James Cameron wrote:
Are there application level software controls for the LEDs?  Turning off
the backlight for astronomy use is great, but that leaves the B-Test-1
units with one or two green LEDs still active, shining through both
sides of the upper section, and through the white case.  They are quite
bright in the dark.
The power LEDs are controlled by the EC (embedded controller) firmware, which provides no explicit provision whereby higher level software can ask for them to be turned off.
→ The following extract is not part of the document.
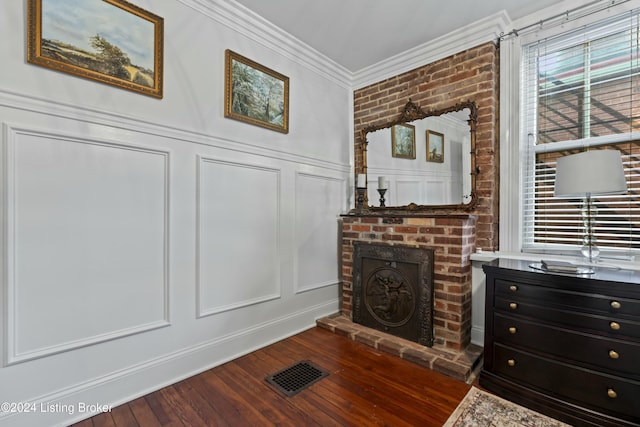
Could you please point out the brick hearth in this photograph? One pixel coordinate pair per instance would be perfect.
(453, 239)
(458, 365)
But there is a subterfuge that works. The LEDs happen to be driven by GPIO pins on the EC chip. From the main CPU, you can control the EC chip's GPIO pins. If you turn off the "output enable" bit on the pin that controls the power light, the light goes out. It seems unlikely that the EC firmware would notice that and turn it back on. Most code that deals with GPIOs sets up the basic configuration (enables, etc) once, then subsequently use the "output value" bits to control the pins.
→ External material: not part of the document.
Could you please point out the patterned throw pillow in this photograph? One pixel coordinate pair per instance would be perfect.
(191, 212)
You can demonstrate this from the firmware as follows:

  ok  d5  fc11 ec!

That is a brute force way; in practice you would want to read the value, turn off the 02 bit, and write it back:

  ok  fc11 ec@  2 invert and  fc11 ec!

ec@ and ec! are shorthand Forth words that perform a little I/O port dance to access internal EC chip registers - write 0xfc to I/O port 0x381, write 0x11 to I/O port 0x382, then either read or write the value at I/O port 0x383.